Just as she turned, a peal of thunder broke, and a flash of lightning blazed broad over salon and boudoir. The tale of magic seemed to proceed with due accompaniment of the elements. The wanderer, decoyed into the enchanted castle, heard rising, outside, the spell-wakened tempest.
What, in all this, was I to think of Madame Beck? She owned strange acquaintance; she offered messages and gifts at an unique shrine, and inauspicious seemed the bearing of the uncouth thing she worshipped. There went that sullen Sidonia, tottering and trembling like palsp incarnate, tapping her ivory staff on the mosaic parquet, and muttering venomously as she vanished.
Down washed the rain, deep lowered the welkin; the clouds, ruddy a while ago, had now, through all their blackness, turned deadly pale, as if in terror. Notwithstanding my late boast about not fearing a shower, I hardly liked to go out under this water-spout. Then the gleams of lightning were very fierce, the thunder crashed very near; this storm had gathered immediately above Villette; it seemed to have burst at the zenith; it rushed down prone; the forked, slant bolts pierced athwart vertical torrents ; red zig-zags interlaced a descent blanched as white metal: and all broke from a sky heavily black in its swollen abundance.
Leaving Madame Walravens’ inhospitable salon, I betook myself to her cold staircase; there was a seat on the landing—there I waited.
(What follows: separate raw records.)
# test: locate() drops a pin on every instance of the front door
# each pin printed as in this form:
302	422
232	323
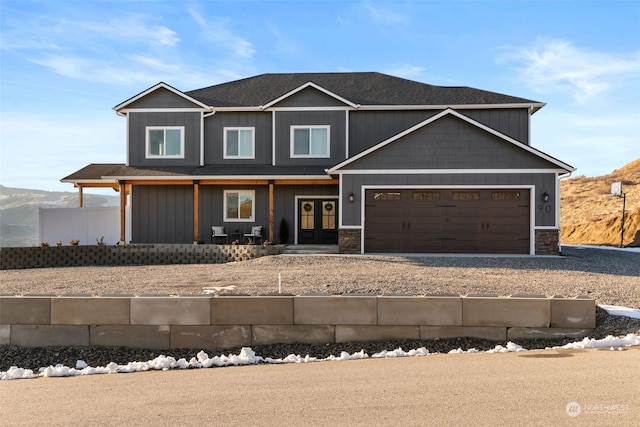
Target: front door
317	221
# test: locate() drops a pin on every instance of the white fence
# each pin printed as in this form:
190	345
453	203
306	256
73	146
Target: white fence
84	224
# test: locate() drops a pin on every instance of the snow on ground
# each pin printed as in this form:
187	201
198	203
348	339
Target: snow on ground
248	357
612	248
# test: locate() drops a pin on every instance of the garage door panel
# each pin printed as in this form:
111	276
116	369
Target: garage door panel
454	221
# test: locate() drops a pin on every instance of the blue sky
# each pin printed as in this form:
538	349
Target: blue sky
65	64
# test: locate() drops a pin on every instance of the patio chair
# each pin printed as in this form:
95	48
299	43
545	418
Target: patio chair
254	234
217	232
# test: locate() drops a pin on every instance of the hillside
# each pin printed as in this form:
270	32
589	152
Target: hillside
19	211
589	215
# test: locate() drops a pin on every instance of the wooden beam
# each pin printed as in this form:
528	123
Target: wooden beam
196	211
81	196
123	212
271	211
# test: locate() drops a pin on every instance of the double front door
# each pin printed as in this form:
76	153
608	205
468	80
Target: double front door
318	221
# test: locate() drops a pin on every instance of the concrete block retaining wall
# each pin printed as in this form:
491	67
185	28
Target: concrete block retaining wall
207	322
152	254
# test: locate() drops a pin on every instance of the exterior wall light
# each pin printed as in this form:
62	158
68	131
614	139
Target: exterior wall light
545	197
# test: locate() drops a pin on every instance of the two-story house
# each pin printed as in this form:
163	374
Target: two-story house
368	161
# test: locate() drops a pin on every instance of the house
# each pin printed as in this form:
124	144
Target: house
368	161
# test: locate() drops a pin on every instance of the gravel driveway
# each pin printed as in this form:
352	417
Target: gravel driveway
609	276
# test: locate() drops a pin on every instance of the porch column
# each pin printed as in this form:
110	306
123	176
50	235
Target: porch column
271	211
196	211
123	211
81	195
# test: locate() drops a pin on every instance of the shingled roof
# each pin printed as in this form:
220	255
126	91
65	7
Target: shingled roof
366	89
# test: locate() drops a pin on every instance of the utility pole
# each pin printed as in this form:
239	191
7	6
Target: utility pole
616	191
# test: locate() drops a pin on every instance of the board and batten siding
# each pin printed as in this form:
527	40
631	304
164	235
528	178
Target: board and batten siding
162	214
138	123
543	182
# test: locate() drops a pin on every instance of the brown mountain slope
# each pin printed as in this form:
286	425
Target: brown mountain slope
589	215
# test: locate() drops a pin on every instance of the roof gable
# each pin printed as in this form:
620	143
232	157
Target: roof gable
171	98
423	150
365	90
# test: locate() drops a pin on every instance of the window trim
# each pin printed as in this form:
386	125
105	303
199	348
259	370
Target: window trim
253	206
147	153
292	130
239	128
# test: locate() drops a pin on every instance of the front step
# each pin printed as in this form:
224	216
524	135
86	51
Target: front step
310	249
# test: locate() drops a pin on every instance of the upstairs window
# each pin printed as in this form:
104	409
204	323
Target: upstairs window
239	143
239	205
310	141
165	142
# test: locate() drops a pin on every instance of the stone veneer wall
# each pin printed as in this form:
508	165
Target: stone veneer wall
152	254
547	242
216	322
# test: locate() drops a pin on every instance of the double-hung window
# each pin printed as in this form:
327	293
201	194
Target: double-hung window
239	143
165	142
239	205
310	141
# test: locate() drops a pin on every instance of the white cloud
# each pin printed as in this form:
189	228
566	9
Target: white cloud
551	66
384	16
216	31
407	71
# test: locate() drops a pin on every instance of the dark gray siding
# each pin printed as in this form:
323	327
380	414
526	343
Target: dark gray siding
137	136
310	97
162	214
450	143
511	122
542	182
335	119
368	128
214	136
212	206
162	98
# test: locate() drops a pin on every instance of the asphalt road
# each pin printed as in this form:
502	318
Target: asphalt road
553	387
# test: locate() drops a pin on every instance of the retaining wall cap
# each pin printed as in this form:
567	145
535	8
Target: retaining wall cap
527	296
482	296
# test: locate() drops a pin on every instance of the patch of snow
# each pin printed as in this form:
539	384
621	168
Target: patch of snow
611	248
616	310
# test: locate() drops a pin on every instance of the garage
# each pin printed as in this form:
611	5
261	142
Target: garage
492	221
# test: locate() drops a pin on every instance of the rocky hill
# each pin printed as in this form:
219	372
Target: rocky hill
590	215
19	215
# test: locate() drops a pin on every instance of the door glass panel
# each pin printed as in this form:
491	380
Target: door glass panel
307	215
328	215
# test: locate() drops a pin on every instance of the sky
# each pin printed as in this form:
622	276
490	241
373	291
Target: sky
64	65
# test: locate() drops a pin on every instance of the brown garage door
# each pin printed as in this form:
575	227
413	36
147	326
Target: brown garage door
447	221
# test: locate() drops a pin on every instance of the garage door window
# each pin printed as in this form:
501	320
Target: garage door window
505	195
386	195
426	195
465	195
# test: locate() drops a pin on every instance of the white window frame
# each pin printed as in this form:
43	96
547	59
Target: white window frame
238	192
253	142
147	153
310	128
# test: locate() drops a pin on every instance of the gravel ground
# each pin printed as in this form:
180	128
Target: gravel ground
610	277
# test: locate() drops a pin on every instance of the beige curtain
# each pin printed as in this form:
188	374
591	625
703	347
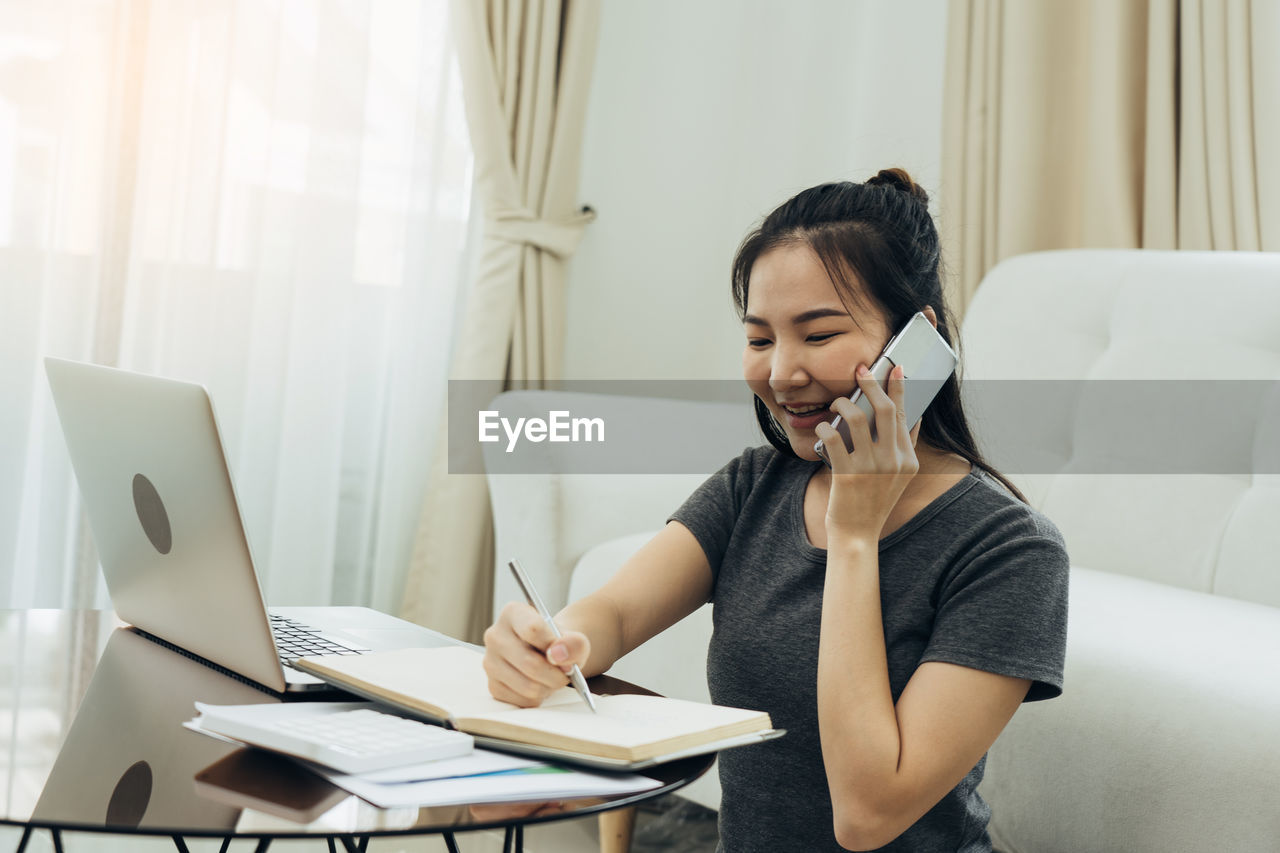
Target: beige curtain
526	67
1109	123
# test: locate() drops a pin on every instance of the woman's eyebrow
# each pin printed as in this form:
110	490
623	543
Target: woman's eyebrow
804	316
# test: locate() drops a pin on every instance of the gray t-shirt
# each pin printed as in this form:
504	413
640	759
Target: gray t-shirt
977	578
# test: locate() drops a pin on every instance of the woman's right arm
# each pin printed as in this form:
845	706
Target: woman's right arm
661	584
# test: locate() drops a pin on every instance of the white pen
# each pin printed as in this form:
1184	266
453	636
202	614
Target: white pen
526	585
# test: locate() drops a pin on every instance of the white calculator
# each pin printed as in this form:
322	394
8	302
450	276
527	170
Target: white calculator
350	737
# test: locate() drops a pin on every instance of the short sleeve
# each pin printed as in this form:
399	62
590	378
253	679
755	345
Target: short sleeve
1005	609
713	509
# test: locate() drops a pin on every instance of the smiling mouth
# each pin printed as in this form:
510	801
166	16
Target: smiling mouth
807	410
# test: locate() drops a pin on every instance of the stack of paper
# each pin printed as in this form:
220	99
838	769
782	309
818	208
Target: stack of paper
481	776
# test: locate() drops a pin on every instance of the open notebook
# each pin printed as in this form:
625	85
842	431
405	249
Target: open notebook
630	731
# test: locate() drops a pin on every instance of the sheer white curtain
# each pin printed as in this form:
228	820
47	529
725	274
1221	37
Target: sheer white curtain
265	196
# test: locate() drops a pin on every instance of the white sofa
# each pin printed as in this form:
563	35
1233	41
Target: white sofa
1168	735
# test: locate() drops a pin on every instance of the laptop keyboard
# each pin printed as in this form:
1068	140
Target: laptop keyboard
295	639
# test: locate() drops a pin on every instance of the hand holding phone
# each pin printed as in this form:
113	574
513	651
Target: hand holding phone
927	363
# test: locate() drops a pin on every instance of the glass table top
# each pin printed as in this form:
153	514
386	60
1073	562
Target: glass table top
91	738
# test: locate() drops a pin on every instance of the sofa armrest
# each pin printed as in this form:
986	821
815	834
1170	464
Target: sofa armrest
1165	738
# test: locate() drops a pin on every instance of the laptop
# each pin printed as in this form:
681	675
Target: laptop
160	502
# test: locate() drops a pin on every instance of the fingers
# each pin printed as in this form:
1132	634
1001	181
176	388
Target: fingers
886	404
517	651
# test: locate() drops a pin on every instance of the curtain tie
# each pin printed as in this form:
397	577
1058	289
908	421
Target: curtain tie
556	236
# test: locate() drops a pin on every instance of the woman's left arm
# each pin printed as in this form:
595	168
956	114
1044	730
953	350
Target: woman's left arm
887	763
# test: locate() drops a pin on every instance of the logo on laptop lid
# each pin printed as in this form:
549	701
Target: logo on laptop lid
151	514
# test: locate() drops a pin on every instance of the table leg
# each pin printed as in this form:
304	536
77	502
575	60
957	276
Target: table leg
513	842
616	830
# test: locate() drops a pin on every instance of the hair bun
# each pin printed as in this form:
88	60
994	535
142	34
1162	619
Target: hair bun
900	179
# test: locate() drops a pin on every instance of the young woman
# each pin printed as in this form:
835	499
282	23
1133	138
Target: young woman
892	611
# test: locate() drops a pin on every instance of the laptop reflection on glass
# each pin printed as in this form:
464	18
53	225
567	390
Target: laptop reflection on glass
159	496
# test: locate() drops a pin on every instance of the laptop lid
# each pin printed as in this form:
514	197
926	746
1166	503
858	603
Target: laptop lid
160	501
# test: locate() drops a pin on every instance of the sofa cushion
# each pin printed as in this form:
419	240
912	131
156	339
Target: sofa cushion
1166	737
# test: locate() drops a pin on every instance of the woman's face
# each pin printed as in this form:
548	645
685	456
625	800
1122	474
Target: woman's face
801	345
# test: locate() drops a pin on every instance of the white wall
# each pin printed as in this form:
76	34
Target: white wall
707	114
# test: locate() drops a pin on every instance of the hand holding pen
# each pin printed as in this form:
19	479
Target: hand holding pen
521	652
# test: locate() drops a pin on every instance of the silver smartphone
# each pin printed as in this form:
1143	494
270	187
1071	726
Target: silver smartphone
927	364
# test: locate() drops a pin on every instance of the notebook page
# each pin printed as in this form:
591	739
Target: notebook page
448	679
631	721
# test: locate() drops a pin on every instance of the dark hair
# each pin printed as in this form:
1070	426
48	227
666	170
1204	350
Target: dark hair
881	231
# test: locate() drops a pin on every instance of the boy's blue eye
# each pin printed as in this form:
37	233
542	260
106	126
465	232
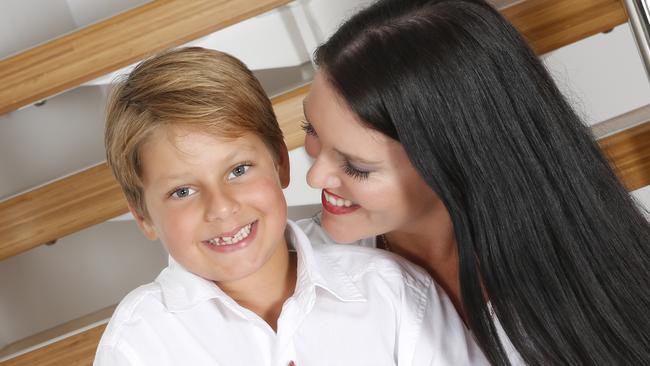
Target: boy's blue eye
183	192
308	128
238	171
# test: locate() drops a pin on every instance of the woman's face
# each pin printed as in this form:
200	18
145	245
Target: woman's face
369	186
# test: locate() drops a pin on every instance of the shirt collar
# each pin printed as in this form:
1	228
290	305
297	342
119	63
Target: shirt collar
182	289
319	271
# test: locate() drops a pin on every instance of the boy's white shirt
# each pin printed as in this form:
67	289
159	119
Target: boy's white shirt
352	306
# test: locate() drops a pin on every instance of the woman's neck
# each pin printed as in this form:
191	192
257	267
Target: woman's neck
265	291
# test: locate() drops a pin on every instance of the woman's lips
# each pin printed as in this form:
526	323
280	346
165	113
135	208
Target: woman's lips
341	207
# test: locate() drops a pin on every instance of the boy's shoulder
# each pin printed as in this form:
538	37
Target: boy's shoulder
141	303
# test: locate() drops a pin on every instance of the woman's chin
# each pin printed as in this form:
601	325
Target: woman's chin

Somebody came gliding along the gallery just above; it was the old priest.
‘Indeed Mademoiselle shall not sit there,’ said he. ‘It would displeasure our benefactor if he knew a stranger was so treated in this house.’
And he begged me so earnestly to return to the salon, that, without discourtesy, I could not but comply. The smaller room was better furnished and more habitable than the larger; thither he introduced me. Partially withdrawing the blind, he disclosed what seemed more like an oratory than a boudoir, a very solemn little chamber, looking as if it were a place rather dedicated to relics and remembrance, than designed for present use and comfort.